Photo By Dan Stienberg/AP Photo
Photo By Dan Stienberg/AP Photo

By Julianna Mauriello

Staff Reporter

On Sunday, Sept. 18, televisions biggest stars joined host Jimmy Kimmel at the Microsoft Theater in Los Angeles for ABC’s 68 annual Emmy Awards.

The award show highlights and recognizes excellence in the television industry.

The red carpet was star studded and the competition in each category of the night was tough to watch.

“I was really nervous to see if past Emmy winners would hold their titles for another consecutive year,” said junior Manuela Contreras.

Though there were a few categories taken over by newcomer-nominees, a few winning streaks remained. Actress Julia Louis-Dreyfus won her fifth consecutive best actress award for her role on “Veep,” which also took the title of best comedy over “Modern Family” for the second year in a row.

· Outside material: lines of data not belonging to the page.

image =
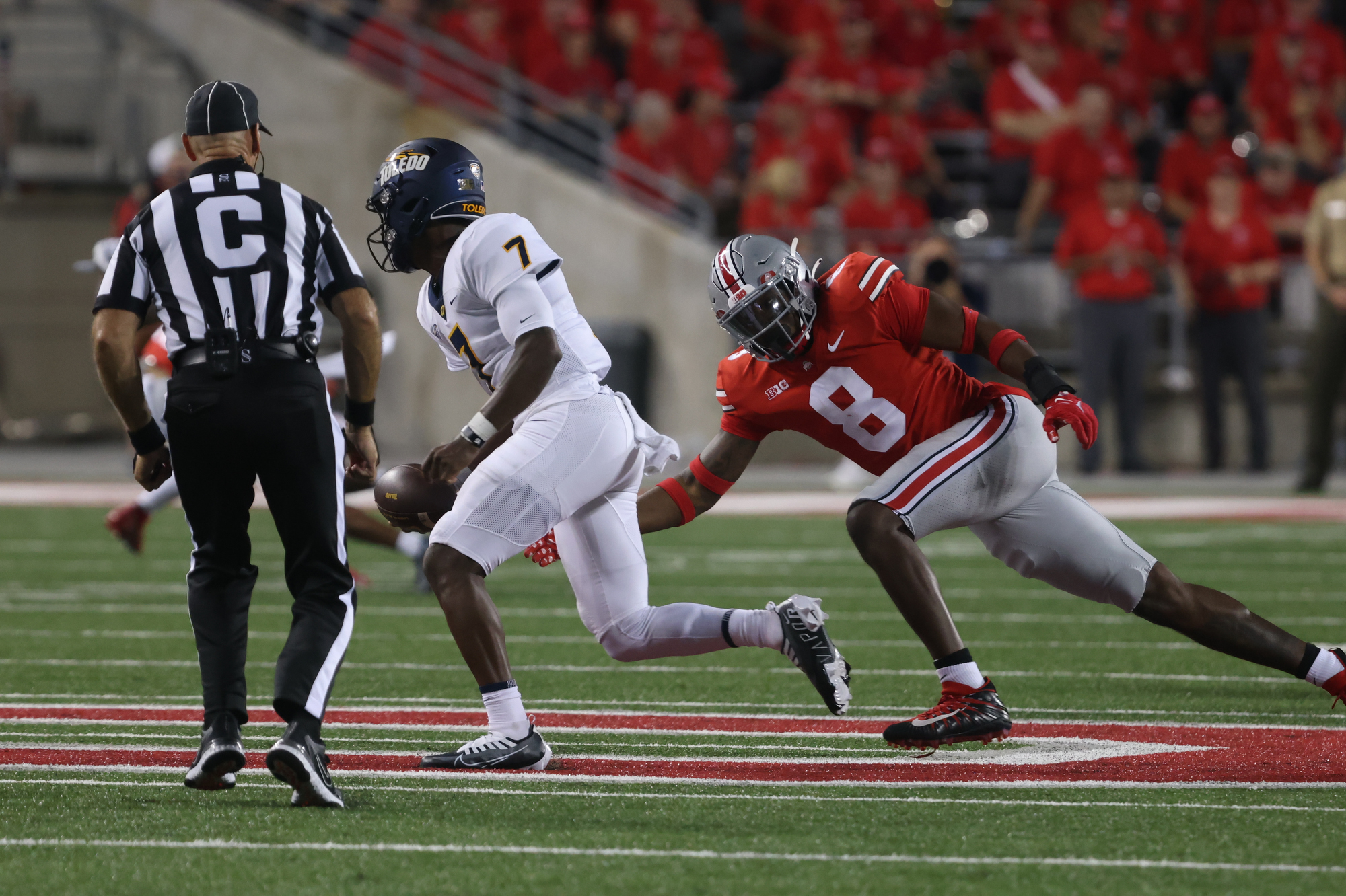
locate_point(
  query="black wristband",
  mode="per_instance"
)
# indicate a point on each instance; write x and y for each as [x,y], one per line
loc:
[360,414]
[147,439]
[1042,380]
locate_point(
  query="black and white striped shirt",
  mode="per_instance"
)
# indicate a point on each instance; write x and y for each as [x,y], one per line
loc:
[228,248]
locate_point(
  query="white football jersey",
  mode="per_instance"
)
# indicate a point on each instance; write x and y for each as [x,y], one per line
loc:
[493,254]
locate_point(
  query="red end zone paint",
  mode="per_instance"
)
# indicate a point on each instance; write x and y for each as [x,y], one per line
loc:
[1230,755]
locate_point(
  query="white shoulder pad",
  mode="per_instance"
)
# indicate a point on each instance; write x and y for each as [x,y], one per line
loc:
[500,250]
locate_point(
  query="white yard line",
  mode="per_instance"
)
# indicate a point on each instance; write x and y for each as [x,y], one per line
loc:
[798,798]
[726,671]
[1162,864]
[719,782]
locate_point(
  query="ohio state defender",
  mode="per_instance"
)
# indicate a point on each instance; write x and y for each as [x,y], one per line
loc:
[855,361]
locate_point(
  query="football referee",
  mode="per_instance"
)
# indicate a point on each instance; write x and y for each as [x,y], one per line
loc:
[234,264]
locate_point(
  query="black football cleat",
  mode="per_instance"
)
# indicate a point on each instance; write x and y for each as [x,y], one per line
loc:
[220,757]
[963,714]
[302,762]
[496,751]
[810,648]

Throughout the night there were a lot of political and current events topics brought up, such as diversity and the election. Jimmy Kimmel poked fun at presidential candidate Donald Trump and our attempts at diversity throughout the night.

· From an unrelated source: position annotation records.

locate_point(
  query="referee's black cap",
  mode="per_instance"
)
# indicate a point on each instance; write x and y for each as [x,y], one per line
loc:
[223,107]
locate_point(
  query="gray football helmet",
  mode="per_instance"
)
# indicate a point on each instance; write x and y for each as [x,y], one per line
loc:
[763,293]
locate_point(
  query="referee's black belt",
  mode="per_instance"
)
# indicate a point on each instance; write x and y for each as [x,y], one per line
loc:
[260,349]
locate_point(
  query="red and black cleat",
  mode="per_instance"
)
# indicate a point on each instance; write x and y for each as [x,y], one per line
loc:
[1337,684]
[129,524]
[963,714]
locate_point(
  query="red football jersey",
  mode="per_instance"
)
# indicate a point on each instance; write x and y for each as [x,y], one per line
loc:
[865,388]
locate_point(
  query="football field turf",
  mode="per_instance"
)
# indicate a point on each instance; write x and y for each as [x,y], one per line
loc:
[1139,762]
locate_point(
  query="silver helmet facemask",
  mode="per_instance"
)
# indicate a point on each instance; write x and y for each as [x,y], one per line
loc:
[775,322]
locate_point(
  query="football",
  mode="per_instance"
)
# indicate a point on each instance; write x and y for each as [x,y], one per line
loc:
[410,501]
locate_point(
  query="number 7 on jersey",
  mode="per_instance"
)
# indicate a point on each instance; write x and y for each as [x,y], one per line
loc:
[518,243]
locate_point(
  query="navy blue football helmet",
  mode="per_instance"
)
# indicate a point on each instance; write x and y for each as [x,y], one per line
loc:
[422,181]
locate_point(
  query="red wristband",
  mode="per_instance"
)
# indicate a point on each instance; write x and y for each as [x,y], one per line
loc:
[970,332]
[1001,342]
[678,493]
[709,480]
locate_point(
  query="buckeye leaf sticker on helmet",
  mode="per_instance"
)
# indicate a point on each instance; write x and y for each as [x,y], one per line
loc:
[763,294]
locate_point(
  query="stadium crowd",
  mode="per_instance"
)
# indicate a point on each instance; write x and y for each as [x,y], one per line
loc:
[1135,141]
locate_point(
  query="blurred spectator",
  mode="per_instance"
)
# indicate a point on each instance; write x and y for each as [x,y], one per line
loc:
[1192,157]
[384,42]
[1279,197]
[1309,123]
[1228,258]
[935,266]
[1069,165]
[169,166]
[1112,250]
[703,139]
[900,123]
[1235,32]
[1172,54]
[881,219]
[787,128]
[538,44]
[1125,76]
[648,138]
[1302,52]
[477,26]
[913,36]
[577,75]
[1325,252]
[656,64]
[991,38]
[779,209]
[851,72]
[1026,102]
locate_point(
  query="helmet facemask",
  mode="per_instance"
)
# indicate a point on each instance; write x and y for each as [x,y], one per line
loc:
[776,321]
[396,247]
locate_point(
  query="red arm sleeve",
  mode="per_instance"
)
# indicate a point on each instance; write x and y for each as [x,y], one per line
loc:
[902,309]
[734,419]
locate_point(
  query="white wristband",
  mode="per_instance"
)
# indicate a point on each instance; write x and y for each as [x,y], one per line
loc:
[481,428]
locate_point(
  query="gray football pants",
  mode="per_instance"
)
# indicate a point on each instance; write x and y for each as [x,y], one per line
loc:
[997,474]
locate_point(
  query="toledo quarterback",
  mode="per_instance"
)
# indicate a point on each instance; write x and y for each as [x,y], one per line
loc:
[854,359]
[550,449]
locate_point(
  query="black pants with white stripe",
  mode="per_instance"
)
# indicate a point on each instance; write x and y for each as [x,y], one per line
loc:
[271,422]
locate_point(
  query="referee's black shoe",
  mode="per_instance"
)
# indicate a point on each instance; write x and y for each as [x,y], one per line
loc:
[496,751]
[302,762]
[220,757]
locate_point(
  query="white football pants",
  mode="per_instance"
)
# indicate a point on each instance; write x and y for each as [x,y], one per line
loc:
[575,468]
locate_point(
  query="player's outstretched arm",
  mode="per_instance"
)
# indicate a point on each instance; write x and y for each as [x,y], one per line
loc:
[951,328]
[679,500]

“Kimmel mentioned that ‘the only thing we value more than diversity is congratulating ourselves on how much we value diversity,’” said senior Andrew Lawlor. “I thought it was a great idea for him to use his celebrity platform to bring that ideal forward.”

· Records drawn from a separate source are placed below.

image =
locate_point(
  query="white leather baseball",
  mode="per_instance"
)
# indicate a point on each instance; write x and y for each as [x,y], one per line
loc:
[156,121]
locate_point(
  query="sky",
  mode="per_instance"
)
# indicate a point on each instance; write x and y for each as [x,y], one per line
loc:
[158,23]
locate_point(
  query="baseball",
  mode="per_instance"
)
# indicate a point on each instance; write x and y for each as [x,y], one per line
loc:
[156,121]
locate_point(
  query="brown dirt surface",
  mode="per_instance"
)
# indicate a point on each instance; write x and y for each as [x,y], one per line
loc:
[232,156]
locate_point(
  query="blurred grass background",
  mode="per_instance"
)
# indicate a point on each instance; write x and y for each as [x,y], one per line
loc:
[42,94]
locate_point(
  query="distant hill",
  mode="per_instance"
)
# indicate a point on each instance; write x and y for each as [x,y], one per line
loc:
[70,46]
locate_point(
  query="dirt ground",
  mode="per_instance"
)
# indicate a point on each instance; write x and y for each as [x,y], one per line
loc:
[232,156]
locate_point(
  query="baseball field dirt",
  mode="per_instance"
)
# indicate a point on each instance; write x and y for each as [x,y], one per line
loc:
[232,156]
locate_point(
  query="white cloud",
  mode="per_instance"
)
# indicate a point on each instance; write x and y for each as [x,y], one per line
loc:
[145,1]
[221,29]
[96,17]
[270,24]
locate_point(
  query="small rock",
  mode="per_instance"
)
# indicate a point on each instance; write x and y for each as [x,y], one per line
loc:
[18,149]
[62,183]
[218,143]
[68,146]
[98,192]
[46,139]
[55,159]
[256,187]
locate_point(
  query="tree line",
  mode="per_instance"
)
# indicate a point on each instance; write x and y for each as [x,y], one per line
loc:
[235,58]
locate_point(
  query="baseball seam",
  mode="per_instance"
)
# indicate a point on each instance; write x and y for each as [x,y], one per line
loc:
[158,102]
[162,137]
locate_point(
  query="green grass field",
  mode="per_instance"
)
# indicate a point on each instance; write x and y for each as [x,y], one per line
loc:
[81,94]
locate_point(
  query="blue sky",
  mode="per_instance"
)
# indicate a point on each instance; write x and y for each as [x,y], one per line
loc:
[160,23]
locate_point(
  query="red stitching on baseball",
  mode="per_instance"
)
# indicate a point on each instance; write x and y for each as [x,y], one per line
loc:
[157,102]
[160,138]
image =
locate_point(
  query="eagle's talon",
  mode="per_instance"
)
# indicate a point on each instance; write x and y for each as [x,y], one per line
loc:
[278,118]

Though Kimmel was more direct in his political mockery, other celebrities incorporated their thoughts on the election during their acceptance speeches in a joking manner.

When Julia Louis-Dreyfus won her best comedy actress award, she mentioned in her speech that she “would like to apologize for the current state of American politics. I think that ‘Veep’ has torn down the wall between comedy and politics.” She finished her speech by also poking fun at presidential candidate Trump, “I plan to rebuild that wall and make Mexico pay for it.”

Winner and actor for the Netflix Series “Master of None,” Aziz Ansari, also contributed to the Trump ridicule during his speech by mocking the proposed muslim immigrant ban.

“I understand that this election is very heated, but also very crucial for our country. I just don’t think it should have been incorporated that much into an awards show,” said Contreras.

Though some of the speakers joined Jimmy Kimmel in getting sidetracked by politics, other nominees were celebrating their first Emmy win in history.

Kate McKinnon took home an Emmy for best supporting actress for comedy, beating out Allison Janney who had won the award seven consecutive times leading up to this year. In addition to McKinnon, Louie Anderson took home his first Emmy for best supporting comedy category for his role in FX’s “Baskets,” and Tatiana Maslany won best actress in drama for her role in BBC America’s “Orphan Black.”

“Knowing how popular ‘Game of Thrones’ is, I was not at all surprised that it blew the competition away and also broke the record for most wins for a fictional series,” said senior Nicholas Quaid.

The HBO fantasy drama triumphed at the ceremony with their total number of awards standing at 38.

“I think fans of ‘Game of Thrones’ will be a little upset to hear that they aren’t eligible for Emmys next year since Season 7 of the series premieres was so late,” said Lawlor.

With or without “Game of Thrones” being eligible at next year’s Emmy Awards, television is only improving in quality, which means Emmy categories are only improving in competition.

The night ended in celebration for both the winners and the other award nominees for all the accomplishments this year’s television had attained.